Ну, как тебе поверить душу
человеческую? Ты беспаспортный, бродяга, ведь так?
— Так...
— А я тебя покрываю?
— Покрываете...
— Ну, значит, и ты преступник, и я. Придут, потащут тебя, раба божьего,— и пропала девка.
— Батюшка! Что хотите, возьмите, а отдайте ее за меня; другой год вас прошу, молю; отдайте, не загубите моей души... Богом-господом молю!
— Ну, слушай, вот тебе мой зарок: принеси сто целковых на церковь да сто целковых на выкуп твой,— напишу к твоей госпоже; авось, дадут тебе
волю... Тогда и бери Оксану-то. Что, согласен? Хочешь, сяду и напишу твоей барыне; прямо скажем все.
— Нет, батюшка! Бог весть, как еще дома посмотрят теперь на мое бегство; обвиняли же меня за машиниста нашего! Берите двести целковых на
церковь, а уж на выкуп у барыни моей не требуйте, не пустит меня теперь барыня. Знаю я, что не пустит. Смилуйтесь, батюшка, обвенчайте так... Мы
за Кубань, мы в Молдавию убежим...
Священник подошел к столу, погасил свечи, стал к окну и высунулся опять в него по пояс, глядя на освещенную месяцем росистую окрестность, по
которой раздавались соловьиные крики. Из сеней вошла и тихо стала у косяка двери Оксана. Она плакала; плакал и Левенчук.
— Ну,— сказал священник, оглядываясь на них,— перевидал я тут немало вас, горемычных! Бог вас благословит! Венчаю!
Левенчук и Оксана поклонились ему в ноги.
— Когда хочешь, приноси только деньги; значит, ты порядочный человек, достаточный, надежный; ну, значит, тогда и бери. А я, собственно, не
себе беру, ни-ни! Что ее в самом деле держать? я и сам думаю. Еще что скажут! Но ей-же-ей, господи, желал бы я, чтобы ты ей принес счастье,
горемычной сироте. И где ее родина, и откуда она — не знаю.
Левенчук вздохнул.
— Ну, вот вам, батюшка, семьдесят пять целковых, а остальные, может, и все к троице отдам.
Он вынул из конца затасканного платка деньги и отдал.
— Ты где был это время и где теперь стоишь?
— Был на неводах и в конторе хлебной был, а теперь опять всю весну при неводе.
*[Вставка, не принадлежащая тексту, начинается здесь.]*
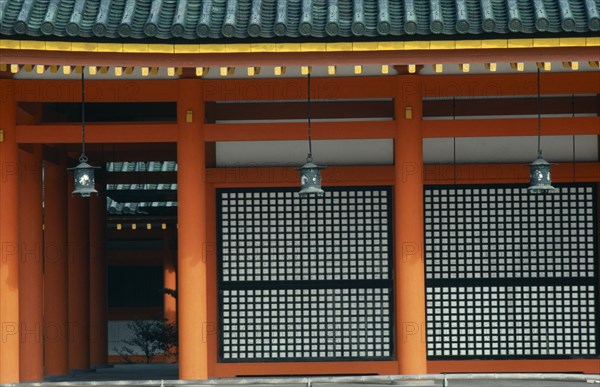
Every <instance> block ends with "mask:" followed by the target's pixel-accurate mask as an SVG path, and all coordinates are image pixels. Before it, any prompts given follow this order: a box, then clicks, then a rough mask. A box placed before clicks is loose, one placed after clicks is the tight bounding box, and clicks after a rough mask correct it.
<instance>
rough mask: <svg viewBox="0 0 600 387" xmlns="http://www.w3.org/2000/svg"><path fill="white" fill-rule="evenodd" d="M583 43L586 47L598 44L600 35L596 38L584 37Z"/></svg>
mask: <svg viewBox="0 0 600 387" xmlns="http://www.w3.org/2000/svg"><path fill="white" fill-rule="evenodd" d="M585 45H586V46H588V47H595V46H600V37H598V38H585Z"/></svg>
Там и дичинки вам набил...
— Контрабандой занимался?
— Случалось.
— Нехорошо, Харитон, поганое дело! отвечать будешь! брось! Ну, ступай же, бери свою Оксану. Чай, под ракиткой побеседовать рветесь. Ступайте
же, целуйтесь себе, мои пташечки! Только далее... ни-ни... Чуешь ты, Харько?
— И, батюшка, будто мы уже какие антихристы? закон отцов знаем.
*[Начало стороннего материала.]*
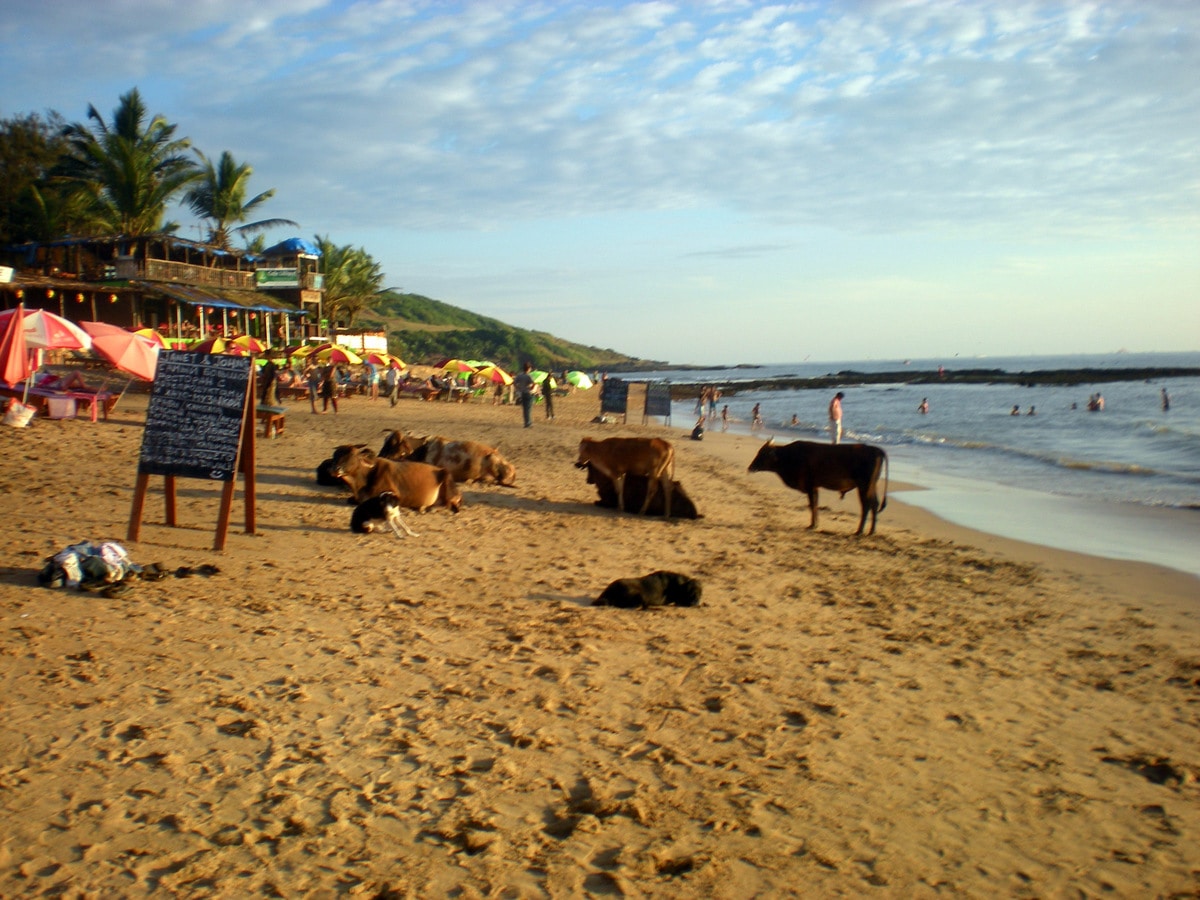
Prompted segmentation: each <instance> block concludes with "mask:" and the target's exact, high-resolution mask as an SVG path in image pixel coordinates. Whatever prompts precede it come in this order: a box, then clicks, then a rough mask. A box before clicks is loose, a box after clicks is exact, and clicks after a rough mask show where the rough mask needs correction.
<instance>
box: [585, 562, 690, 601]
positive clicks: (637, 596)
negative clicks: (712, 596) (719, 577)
mask: <svg viewBox="0 0 1200 900" xmlns="http://www.w3.org/2000/svg"><path fill="white" fill-rule="evenodd" d="M592 605H593V606H617V607H619V608H622V610H637V608H642V610H648V608H649V607H652V606H700V582H698V581H696V580H695V578H689V577H688V576H686V575H680V574H679V572H664V571H658V572H650V574H649V575H643V576H642V577H641V578H618V580H617V581H614V582H613V583H612V584H610V586H608V587H606V588H605V589H604V593H602V594H600V596H599V598H596V600H595V602H593V604H592Z"/></svg>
— А твой Милороденко где? Давно он меня шутками не смешил.
— Бог его весть, где он. Хотел покаяться, остепениться, а про то не знаю...
— Ну, ступайте же. Да накорми его, Оксана, борщиком,— чай, голоден; там и каши спроси у дьячихи. Навидался я вас, несчастных! Это ты сегодня
с моря, а? Должно быть, пешедралом?
— Да, пехтурой; где нам, ваше преподобие, иначе! Еще с утра вышел, ни крохи во рту не было...
И Левенчук пошел с Оксаной.
А в то время, как студент, исполненный самых пылких надежд на аферу с занятыми деньгами, летел по степи и ему навстречу загоралось приморское
утро, дымясь, свежея и освещаясь всякими блестками, Панчуковский призвал в спальню своего Самуйлика, уже знакомого нам старого кучера, и сказал
ему:
— Во-первых, проснись, скотина, и слушай в оба; во-вторых, без нравоучений, иначе — плети; а в-третьих, изволь с завтрашнего же дня собрать
мне все справки о поповой воспитаннице! Слышишь ли? собрать, да самые верные!
Самуйлик хотел что-то сказать, но только махнул рукою и мрачно и молча вышел.